Battery technology is not advancing fast enough to satisfy the portable energy needs of enterprise laptop users, but the industry is making headway in making components more power efficient, say analysts.
Devices such as notebooks and mobile phones have become increasingly powerful in their computing capabilities but the source of power has been a "bottleneck", Bryan Ma, IDC's director for Asia-Pacific personal systems research, said Friday. Rapid battery exhaustion prevents the devices from performing to their full or designed potential, he explained.
To add to that, battery technology has moved "relatively slowly", he pointed out Friday in a phone interview with ZDNet Asia.
Jim Tully, vice president and distinguished analyst at Gartner, also noted in an e-mail interview that the current generation of lithium-based batteries is not developing as fast as what had been observed previously.
Alternative battery technologies such as silver-zinc and micro fuel cells, said Tully, are either "prohibitively expensive" or present concerns in terms of availability and stability.
Added IDC's Ma: "If we assume that battery technology does move a bit more slowly, the other side of that is you can try to optimize what existing battery technology you have today…whether that means using a SSD (solid-state drive) in a notebook or a less power-consuming screen."
Vendors such as Dell and Hewlett-Packard have been highlighting products that have exceptional battery life, he noted, but products with ideal battery performance are still "a niche category", as there are tradeoffs such as price, size and weight. According to Ma, notebooks should ideally last a full business day or more on a single charge.
Still, it is an encouraging sign, he pointed out. "The vendors in the industry all recognize [battery management] as a challenge and they're making efforts to address that. Eventually, we'll start to see a lot of that trickle down into the mainstream."
Moving forward, Gartner's Tully, said the industry will focus on both battery improvements and energy-efficient device components. Increased energy efficiency, he added will "in particular" be derived from solid-state drives (SSDs), and low energy displays such as OLED (organic light-emitting diode) technology.
Netbooks to spur demand for polymer batteries?
Low-cost sub-notebooks or Netbooks may boost demand for lithium ion polymer batteries, according to electronics giant Sony.
In an e-mail to ZDNet Asia, a Sony spokesperson said the company welcomes the increasing number of Netbook models as "we are confident that it will cultivate additional demand" for batteries. Just last month, Sony opened a lithium ion polymer battery plant in Singapore, its first in Southeast Asia.

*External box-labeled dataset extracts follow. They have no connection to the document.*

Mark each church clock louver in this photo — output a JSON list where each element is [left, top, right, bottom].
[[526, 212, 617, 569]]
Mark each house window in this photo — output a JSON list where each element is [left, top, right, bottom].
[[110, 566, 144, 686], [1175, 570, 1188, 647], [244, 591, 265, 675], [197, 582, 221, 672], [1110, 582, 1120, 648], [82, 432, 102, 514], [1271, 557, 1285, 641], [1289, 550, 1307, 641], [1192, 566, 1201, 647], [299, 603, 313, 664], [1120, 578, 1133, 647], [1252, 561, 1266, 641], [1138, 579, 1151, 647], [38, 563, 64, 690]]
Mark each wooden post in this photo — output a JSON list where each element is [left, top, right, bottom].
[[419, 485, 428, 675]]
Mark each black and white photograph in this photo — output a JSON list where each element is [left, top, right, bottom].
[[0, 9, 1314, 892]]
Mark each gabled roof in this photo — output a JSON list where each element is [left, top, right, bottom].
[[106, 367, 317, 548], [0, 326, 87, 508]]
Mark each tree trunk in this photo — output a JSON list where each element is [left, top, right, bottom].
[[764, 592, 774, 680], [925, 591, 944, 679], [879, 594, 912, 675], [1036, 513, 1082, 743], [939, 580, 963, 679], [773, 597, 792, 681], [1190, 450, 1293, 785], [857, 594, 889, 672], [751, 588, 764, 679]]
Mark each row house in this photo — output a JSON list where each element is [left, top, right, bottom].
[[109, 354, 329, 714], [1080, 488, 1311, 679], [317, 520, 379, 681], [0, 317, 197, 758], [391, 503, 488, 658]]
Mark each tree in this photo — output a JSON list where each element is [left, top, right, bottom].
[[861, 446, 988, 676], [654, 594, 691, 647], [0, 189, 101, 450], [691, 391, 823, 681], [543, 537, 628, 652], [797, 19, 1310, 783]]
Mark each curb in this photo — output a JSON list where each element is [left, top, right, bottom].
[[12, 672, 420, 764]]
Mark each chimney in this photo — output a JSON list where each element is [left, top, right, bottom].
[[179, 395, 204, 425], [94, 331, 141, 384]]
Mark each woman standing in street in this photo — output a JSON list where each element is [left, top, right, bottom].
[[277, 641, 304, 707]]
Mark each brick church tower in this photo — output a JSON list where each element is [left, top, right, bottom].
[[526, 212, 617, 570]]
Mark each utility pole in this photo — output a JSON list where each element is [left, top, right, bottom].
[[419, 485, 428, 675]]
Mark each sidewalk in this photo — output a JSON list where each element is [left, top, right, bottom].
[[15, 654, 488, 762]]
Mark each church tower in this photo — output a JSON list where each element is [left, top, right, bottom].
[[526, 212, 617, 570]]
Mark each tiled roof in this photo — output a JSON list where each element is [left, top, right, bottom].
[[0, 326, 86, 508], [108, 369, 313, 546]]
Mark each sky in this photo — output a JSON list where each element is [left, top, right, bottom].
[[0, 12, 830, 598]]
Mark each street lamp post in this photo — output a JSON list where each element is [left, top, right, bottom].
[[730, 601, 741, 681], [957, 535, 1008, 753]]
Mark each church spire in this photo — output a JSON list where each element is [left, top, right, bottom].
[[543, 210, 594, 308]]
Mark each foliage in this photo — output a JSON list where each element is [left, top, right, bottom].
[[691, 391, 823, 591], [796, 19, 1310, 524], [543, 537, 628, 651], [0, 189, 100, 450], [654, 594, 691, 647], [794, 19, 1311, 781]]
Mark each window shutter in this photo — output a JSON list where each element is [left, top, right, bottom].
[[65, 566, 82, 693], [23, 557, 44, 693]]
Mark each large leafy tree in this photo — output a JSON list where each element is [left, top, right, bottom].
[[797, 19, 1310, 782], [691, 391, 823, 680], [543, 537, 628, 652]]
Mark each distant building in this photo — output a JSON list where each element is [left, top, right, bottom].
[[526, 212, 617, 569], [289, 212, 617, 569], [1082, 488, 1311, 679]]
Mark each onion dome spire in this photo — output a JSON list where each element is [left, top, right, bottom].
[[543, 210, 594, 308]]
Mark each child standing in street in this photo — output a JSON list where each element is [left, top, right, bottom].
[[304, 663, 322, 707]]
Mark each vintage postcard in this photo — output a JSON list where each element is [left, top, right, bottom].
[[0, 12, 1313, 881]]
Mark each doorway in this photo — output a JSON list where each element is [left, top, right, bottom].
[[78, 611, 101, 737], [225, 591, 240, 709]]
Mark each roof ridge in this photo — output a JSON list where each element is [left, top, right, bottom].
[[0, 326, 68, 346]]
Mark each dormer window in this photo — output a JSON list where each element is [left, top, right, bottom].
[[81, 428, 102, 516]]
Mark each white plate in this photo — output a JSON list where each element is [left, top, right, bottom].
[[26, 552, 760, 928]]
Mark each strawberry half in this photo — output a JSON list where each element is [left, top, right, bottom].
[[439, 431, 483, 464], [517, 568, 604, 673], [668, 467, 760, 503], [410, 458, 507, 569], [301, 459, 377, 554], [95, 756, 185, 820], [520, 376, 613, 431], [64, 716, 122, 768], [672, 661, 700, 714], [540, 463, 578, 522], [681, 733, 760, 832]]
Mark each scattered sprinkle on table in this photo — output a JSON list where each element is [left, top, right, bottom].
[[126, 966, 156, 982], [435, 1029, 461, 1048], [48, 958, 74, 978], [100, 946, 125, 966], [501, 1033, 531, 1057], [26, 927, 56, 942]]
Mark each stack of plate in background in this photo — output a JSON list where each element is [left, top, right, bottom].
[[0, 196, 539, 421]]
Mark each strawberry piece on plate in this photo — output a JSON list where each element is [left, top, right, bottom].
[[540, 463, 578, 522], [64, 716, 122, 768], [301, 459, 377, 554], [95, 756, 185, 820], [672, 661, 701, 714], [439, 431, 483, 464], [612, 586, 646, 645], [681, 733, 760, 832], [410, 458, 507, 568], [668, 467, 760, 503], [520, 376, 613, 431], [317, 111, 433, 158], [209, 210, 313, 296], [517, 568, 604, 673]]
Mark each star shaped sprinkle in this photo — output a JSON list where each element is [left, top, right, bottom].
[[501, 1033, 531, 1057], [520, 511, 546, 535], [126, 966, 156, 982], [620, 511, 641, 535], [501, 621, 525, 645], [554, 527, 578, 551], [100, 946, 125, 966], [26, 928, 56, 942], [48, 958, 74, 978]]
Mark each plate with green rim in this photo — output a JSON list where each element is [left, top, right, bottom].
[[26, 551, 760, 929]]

"Polymer batteries have already been adopted in certain types of notebook PCs, and we expect that Netbook-type models may trigger a new trend in 'polymer for Netbook batteries', taking advantage of [battery characteristics such as] lighter weight, thinner size, and flexible dimensions," he added.
IDC's Ma, however, pointed out that cost could be an issue. Netbooks typically focus on lower cost, which also means less expensive power supplies.
On the other hand, the current user demographic of Netbooks may not be all that cost-conscious, he added. "The reality is, the people who're buying Netbooks right now are…mature market users--the gadget-savvy folks who want a second, third or fourth device.
"That being the case, that type of user segment has much more disposable income than [the Netbook's] initial target audience," said Ma.
Such users, he added, may value size and portability over price and therefore not mind if a smaller or more power-efficient battery is included "at the expense of cost".